La puerta de la sacristía estaba abierta y el Jaguar divisaba, tras la cabeza calva del cura, un trozo de pared de la iglesia: los exvotos de plata resaltaban en el enlucido sucio y con cicatrices. El cura tenía los brazos cruzados sobre el pecho, sus manos se calentaban bajo las axilas como en un nido; sus ojos eran pícaros y bondadosos. Teresa estaba junto al Jaguar, la boca ansiosa,»los ojos atemorizados. De pronto, sollozó.
— ¡Me dio una cólera cuando la vi llorando! — dijo el Jaguar». Lo agarré al cura por el pescuezo.
— ¡No! — dijo el flaco-. ¿Del pescuezo?
— Sí–dijo el Jaguar-. Se le salían los ojos del ahogo.

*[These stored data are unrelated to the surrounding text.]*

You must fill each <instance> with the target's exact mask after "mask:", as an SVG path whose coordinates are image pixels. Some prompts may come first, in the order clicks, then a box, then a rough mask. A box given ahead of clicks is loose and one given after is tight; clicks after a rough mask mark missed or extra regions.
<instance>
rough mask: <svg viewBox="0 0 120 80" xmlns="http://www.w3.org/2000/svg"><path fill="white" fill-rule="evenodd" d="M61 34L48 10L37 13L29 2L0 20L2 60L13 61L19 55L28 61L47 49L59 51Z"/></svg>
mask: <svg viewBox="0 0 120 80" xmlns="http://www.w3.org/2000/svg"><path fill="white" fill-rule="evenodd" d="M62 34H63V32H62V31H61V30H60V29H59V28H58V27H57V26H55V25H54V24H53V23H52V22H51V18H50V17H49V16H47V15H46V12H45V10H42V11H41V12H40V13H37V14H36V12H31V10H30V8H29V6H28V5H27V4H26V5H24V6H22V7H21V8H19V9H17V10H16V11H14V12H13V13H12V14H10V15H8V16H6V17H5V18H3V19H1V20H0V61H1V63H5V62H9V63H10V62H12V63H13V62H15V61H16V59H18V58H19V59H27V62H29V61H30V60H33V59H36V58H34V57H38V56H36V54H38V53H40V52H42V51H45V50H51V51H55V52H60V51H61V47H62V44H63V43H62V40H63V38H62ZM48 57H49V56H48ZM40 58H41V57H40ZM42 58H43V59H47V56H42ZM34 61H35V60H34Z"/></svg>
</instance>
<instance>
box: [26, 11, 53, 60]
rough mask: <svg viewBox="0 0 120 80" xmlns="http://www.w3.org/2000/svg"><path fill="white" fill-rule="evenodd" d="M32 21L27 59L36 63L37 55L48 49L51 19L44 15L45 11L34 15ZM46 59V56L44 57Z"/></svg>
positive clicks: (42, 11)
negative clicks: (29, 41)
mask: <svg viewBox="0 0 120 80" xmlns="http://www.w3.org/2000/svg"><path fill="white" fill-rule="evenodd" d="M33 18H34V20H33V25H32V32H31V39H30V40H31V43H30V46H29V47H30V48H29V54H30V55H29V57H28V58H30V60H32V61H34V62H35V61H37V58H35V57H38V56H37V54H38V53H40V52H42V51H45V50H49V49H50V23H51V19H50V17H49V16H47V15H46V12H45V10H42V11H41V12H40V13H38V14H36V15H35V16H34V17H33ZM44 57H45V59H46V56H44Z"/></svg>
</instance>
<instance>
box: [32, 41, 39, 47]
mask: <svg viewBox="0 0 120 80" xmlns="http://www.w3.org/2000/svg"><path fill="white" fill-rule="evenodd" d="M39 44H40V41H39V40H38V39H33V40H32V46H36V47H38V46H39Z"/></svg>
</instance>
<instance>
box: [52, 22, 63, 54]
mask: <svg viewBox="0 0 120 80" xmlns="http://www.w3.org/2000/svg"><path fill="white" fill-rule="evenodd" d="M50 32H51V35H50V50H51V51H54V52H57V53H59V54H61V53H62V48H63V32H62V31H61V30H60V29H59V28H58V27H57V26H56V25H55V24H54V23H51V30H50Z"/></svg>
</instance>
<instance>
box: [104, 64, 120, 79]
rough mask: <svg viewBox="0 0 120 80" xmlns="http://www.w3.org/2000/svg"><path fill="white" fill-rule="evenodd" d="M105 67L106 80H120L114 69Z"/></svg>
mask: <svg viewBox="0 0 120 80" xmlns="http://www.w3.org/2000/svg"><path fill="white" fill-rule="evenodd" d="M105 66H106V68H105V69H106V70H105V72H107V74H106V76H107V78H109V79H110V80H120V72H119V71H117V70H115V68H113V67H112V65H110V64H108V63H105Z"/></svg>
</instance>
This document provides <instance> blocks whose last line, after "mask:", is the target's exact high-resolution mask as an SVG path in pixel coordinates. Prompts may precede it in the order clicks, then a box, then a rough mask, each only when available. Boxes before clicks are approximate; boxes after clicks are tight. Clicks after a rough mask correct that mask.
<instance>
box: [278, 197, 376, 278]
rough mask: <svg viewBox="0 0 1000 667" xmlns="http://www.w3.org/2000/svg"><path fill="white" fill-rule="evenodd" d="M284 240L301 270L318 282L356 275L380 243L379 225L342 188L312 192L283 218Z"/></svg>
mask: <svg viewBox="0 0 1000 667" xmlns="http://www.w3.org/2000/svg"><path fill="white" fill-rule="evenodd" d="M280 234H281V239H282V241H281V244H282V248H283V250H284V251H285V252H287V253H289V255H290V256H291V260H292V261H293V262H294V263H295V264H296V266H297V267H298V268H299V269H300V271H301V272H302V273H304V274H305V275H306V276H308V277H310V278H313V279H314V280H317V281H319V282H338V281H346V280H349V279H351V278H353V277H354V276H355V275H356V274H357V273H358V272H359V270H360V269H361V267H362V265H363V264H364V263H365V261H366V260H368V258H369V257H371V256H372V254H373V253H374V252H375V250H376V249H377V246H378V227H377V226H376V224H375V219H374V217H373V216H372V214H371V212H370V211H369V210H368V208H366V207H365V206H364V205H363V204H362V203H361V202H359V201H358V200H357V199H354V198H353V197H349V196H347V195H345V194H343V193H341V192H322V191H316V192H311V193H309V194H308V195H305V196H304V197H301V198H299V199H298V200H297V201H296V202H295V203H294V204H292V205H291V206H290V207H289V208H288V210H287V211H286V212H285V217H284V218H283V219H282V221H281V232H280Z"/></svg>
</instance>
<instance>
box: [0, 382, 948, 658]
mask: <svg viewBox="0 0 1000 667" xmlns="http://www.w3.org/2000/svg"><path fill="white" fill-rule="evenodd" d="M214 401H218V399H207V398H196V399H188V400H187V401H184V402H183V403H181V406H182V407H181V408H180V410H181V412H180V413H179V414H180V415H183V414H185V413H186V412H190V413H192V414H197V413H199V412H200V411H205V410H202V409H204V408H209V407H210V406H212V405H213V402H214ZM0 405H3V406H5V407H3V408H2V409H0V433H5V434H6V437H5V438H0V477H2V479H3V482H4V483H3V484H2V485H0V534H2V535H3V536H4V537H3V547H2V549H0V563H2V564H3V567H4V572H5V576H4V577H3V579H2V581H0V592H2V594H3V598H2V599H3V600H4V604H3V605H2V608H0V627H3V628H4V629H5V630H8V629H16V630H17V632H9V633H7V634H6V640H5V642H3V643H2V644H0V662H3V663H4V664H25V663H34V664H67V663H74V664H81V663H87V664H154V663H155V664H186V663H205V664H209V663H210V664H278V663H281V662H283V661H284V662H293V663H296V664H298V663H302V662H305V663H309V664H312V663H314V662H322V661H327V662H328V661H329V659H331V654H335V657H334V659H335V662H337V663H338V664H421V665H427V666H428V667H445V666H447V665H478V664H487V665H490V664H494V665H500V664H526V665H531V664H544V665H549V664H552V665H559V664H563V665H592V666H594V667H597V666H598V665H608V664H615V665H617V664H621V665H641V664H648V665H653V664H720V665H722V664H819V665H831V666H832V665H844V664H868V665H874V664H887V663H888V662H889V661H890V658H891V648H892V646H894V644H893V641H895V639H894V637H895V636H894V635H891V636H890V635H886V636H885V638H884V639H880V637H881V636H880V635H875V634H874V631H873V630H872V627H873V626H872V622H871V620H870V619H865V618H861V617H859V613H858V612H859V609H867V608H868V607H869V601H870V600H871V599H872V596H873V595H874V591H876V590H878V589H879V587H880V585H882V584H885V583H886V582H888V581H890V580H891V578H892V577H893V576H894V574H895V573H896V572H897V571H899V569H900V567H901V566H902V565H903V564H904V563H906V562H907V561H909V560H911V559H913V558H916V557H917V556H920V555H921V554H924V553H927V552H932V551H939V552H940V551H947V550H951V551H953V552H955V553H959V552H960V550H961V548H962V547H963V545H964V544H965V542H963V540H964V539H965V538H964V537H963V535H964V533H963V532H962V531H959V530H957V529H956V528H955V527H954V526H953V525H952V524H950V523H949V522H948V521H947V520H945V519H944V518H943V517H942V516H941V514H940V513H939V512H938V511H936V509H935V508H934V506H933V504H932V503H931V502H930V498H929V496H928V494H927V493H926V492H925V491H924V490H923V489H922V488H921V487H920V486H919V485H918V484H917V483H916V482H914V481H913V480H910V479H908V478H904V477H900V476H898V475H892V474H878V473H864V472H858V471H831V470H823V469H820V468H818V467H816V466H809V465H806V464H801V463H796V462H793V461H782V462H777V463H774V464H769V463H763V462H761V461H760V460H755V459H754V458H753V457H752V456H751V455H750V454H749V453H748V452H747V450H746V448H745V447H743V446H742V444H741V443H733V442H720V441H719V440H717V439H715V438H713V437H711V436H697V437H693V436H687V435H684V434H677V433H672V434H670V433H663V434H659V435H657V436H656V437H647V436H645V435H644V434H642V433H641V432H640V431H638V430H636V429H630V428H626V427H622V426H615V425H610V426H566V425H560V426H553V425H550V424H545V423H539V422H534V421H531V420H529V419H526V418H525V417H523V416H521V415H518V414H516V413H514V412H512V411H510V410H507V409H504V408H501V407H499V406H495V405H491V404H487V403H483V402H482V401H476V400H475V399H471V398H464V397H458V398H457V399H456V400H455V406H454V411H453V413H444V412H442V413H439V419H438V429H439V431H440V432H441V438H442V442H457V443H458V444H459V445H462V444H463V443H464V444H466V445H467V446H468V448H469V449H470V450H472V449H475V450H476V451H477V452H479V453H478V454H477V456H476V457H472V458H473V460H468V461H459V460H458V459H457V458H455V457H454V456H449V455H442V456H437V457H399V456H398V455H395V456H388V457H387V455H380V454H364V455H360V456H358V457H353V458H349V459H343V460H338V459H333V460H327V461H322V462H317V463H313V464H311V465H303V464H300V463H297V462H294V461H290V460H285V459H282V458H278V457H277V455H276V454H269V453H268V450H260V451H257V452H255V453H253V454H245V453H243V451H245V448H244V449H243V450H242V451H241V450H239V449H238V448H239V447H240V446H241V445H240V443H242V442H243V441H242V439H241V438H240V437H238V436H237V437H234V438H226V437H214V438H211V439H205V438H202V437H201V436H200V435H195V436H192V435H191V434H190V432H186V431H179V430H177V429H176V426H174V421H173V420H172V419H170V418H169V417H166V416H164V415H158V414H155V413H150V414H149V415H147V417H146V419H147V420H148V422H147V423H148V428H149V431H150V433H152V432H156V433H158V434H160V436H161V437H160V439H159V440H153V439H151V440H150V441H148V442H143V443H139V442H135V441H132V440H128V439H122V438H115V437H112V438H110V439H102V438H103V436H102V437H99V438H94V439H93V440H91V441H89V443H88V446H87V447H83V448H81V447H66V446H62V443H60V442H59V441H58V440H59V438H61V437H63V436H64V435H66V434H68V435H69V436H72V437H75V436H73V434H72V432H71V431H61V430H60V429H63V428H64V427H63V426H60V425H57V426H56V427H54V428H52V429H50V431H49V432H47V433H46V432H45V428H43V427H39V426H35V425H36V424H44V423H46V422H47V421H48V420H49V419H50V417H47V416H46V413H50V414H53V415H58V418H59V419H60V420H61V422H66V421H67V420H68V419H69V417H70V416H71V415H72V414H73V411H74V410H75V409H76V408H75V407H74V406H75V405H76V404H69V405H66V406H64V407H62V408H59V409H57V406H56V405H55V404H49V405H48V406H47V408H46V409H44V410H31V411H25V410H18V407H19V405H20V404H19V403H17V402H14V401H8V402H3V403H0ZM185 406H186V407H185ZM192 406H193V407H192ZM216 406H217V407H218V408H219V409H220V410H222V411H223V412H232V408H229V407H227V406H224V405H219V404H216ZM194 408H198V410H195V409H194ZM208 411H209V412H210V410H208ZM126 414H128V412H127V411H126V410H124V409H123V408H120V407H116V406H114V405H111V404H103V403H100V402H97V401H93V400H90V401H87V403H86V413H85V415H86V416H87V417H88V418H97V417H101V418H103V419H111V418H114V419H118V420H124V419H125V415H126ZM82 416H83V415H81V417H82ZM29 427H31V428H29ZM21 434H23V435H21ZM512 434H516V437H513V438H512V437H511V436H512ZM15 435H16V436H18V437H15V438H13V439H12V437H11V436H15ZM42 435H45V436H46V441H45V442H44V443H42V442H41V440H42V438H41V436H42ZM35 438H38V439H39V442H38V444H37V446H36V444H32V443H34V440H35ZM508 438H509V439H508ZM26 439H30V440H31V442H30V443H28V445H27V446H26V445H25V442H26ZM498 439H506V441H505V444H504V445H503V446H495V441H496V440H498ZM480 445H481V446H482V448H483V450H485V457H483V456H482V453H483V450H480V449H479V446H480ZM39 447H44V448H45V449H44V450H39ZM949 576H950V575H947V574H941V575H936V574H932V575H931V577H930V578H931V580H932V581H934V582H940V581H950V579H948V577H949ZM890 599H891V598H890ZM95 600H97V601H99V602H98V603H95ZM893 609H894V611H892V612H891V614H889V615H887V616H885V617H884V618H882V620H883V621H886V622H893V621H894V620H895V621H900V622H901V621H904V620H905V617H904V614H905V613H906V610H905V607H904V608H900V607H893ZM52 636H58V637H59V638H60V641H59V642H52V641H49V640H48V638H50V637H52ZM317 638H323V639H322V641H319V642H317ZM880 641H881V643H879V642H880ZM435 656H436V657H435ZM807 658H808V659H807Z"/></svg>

— ¿Saben cuánto cuesta? — dijo el cura, frotándose el cuello.
— Gracias, padre–dijo Teresa-. Muchísimas gracias, padrecito.
— ¿Cuánto? — dijo el Jaguar.
— ¿Cuánto tienes? — preguntó el cura.
— Trescientos soles–dijo el Jaguar.
— La mitad–dijo el cura–No para mí, para mis pobres.
— Y nos casó–dijo el Jaguar-. Se portó bien. Compró una botella de vino con su plata y nos la tomamos en la sacristía: Teresa se mareó un poco.
— ¿Y la tía? — dijo el flaco–Háblame de ella, por lo que más quieras.
— Regresamos a Lima al día siguiente y fuimos a verla. Le dije que nos habíamos casado y le mostré el papel que nos dio el cura. Entonces me lanzó la cachetada. Teresa se enfureció y le dijo eres una egoísta y una tal por cual, Al fin, terminaron llorando las dos. La vieja decía que la íbamos a abandonar y que se iba a morir como un perro. Le prometí que viviría con nosotros. Entonces se calmó y llamó a los vecinos y dijo que había que celebrar la boda. No es mala gente, un poco renegona, pero no se mete conmigo.
— Yo no podría vivir con una vieja–dijo el flaco Higueras, súbitamente desinteresado de la historia del Jaguar. Cuando era chico vivía con mi abuela, que estaba loca. Se pasaba el día hablando sola y persiguiendo unas gallinas que no existían. Me asustaba. Vez que veo a una vieja me acuerdo de mi abuela. No podría vivir con una vieja, todas son un, poco locas.
— ¿Qué vas a hacer ahora? — dijo el Jaguar.
— ¿Yo? — dijo el flaco Higueras, sorprendido-. No sé. Por lo pronto, emborracharme. Después, ya se verá.
Quiero pasearme un poco. Hace tiempo que no veo la calle.
— Si quieres–dijo el Jaguar-, ven a mi casa. Mientras tanto.
— Gracias–dijo el flaco Higueras, riendo-. Pero pensándolo bien, me parece que no. Ya te dije que no puedo vivir con viejas. Y además tu mujer me debe odiar. Mejor que ni sepa que he salido. Algún día te iré a buscar a la agencia donde trabajas para que nos tomemos unas copas. A mí me encanta conversar con los amigos. Pero no podremos vernos con frecuencia; tú te has vuelto un hombre serio y yo no me junto con hombres serios.
— ¿Vas a seguir en lo mismo? — dijo el Jaguar.
— ¿Quieres decir robando? — El flaco Higueras hizo una mueca-. Supongo que sí. ¿Sabes por qué? Porque la cabra tira al monte, como decía el Culepe. Por ahora me convendría salir de Lima.
— Yo soy tu amigo–dijo el Jaguar-. Avísame si puedo ayudarte en algo.
— Sí puedes–dijo el flaco-. Págame estas copas. No tengo ni un cobre.